Themen sind die angekündigte Parteigründung des Milliardärs Elon Musk in den USA und die Lage im Gazastreifen. Zunächst aber geht es um die Strategie der US-Regierung in der Ukraine.

Donald Trump spricht in einer Kabinettssitzung im Weißen Haus.
Das Vorgehen von US-Präsident Donald Trump in Bezug auf die Ukraine ist Thema in den Zeitungen. (picture alliance / AP / Evan Vucci)
Die WASHINGTON POST fragt: "Wie sollte Trumps Strategie aussehen? Das Ziel kann nicht sein, der Ukraine zu helfen, ihre Vorkriegsgrenzen wiederherzustellen – jeder vernünftige Mensch weiß, dass es zumindest kurzfristig unrealistisch ist. Die Antwort darf aber auch nicht darin bestehen, zu Bidens wirkungsloser Politik der langsamen Waffenlieferungen zurückzukehren und die Ukraine gerade so weit aufzurüsten, dass Russland sie nicht überrollen kann, ohne dass ein Ende in Sicht ist. Das Ziel sollte vielmehr sein, Putin zu dem zu zwingen, was Trump von Anfang an gefordert hat – den Krieg am Verhandlungstisch zu beenden – indem er Russland so hohe wirtschaftliche und militärische Kosten auferlegt, dass Putin keine andere Wahl hat, als um Frieden zu bitten", meint die WASHINGTON POST.

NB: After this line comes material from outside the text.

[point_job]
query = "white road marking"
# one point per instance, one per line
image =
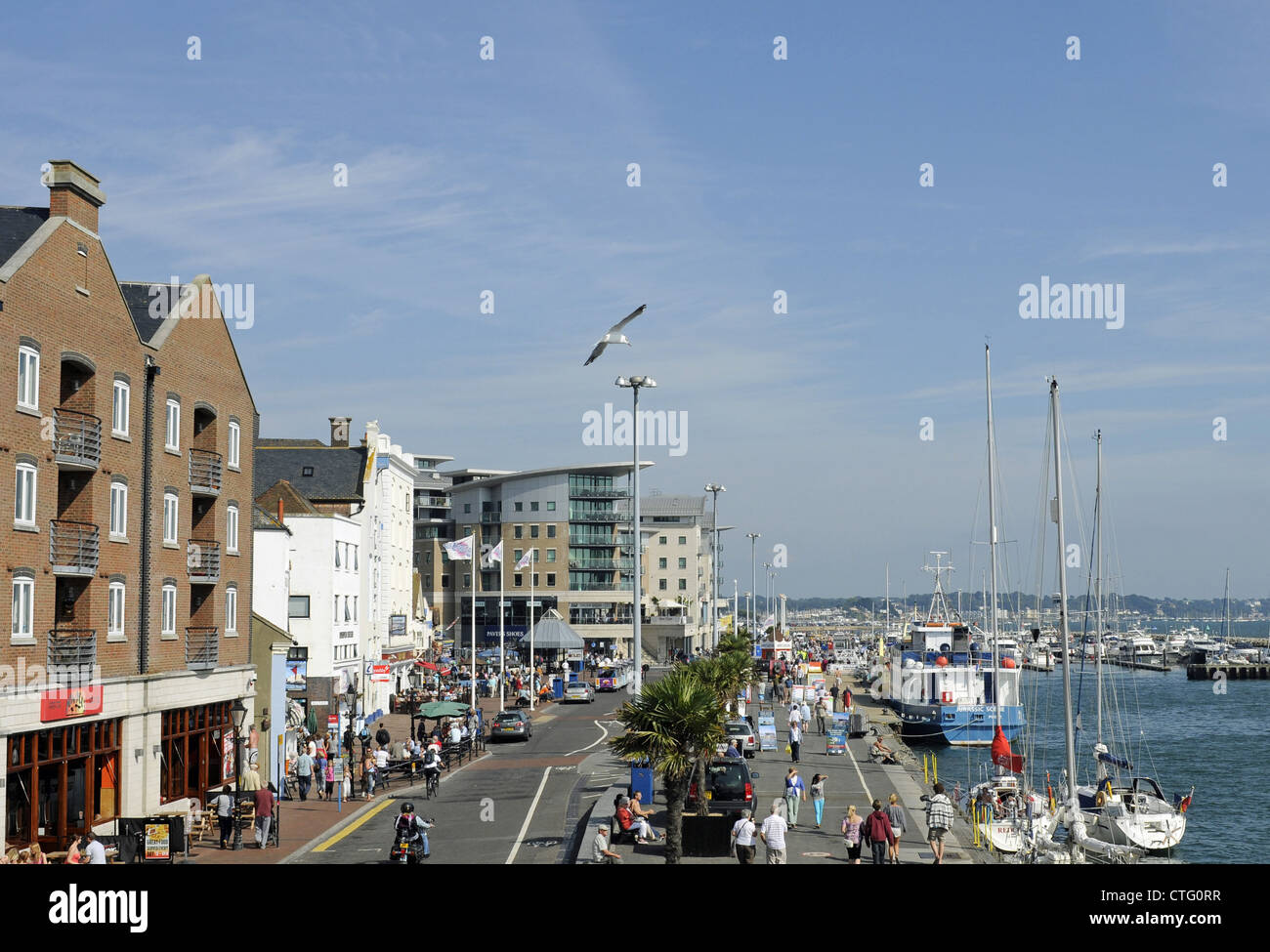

Die russische Zeitung NESAWISSIMAJA GASETA hält fest: "Es gibt Anzeichen dafür, dass die USA und ihre Verbündeten ihre Politik gegenüber Russland bald verschärfen werden. Donald Trump versprach Russland eine 'kleine Überraschung' und machte deutlich, dass er seine Versuche, eine Einigung mit Wladimir Putin zu erzielen, für wirkungslos hält. Bundeskanzler Friedrich Merz erklärte offen, die Zeit der Diplomatie sei vorbei. Sowohl die EU als auch die USA werden in Kürze neue Sanktionen gegen Russland verhängen, und zwar in der schärfsten Variante. Darüber hinaus spricht Trump bereits über die Lieferung neuer Waffen an die Ukraine – die ersten während seiner Amtszeit. Das Weiße Haus versucht deutlich zu zeigen, dass der US-Präsident seine Russlandpolitik tatsächlich ändern wird", folgert NESAWISSIMAJA GASETA aus Moskau.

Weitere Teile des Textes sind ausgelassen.